Die Ehe mit Hanni war für Jochen Klepper eine bewusste Entscheidung auf religiösem Grunde gewesen. Er sah in seiner Frau die Angehörige des erwählten Volkes, das auch im Abfall noch 'in die Hände seines Gottes zurückfiel'. Die Verbindung mit Hanni Stein band ihn von Stund an selber an das Schicksal - Erhöhung und Leiden - dieses Volkes. (M.14)

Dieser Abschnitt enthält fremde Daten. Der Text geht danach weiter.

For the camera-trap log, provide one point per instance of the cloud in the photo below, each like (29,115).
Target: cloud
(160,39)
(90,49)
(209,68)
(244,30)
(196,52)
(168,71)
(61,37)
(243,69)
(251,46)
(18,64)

Am 23.August 1933 erließen die braunen Machthaber die offizielle durch Hybris und Selbstüberschätzung gekennzeichnete Erklärung: "Mischehen mit Fremdrassigen müssen als das gekennzeichnet werden, was sie sind, nämlich der Grund für geistige und seelische Entartung wie für die Entfremdung dem eigenen Volke gegenüber." Daraufhin wollte sich Kleppers Frau Hanni durchaus scheiden lassen, um ihren Mann für seine 'Karriere' freizubekommen. Aber Klepper wehrte ab. In sein Tagebuch schreibt er darüber, dass seine Frau gemeint habe: "Ich tue an ihr ein Unrecht, dass ich nicht einwillige und dadurch besser für unsere Existenz sorge. Aber es ist keine falsche Moral, die mich hält. Ich kann diesen Entschluss nicht fassen. In diesem 'jüdischen Schicksal', in das Gott einen einbezieht, ist etwas, wogegen ich nicht ankann." (T.88)

Und im Tagebuch heißt es unter dem 25.5.1933: "Was ich bis jetzt gelebt habe, war "mein" Leben in Gott. Und wenn ich nun den Teil eines jüdischen Schicksals erlebe, so ist es "mein" Leben. Ich glaube an alle Leiden von Gott her. Aber ich glaube auch an ein "seliges Schauen", verzeichnete Klepper am 7.9.1933 in sein Tagebuch. "Gott ist es", merkt Heinz Grosch in seinen Schriften über Klepper an, "der ihn dabei führt - kein moralischer Entschluss."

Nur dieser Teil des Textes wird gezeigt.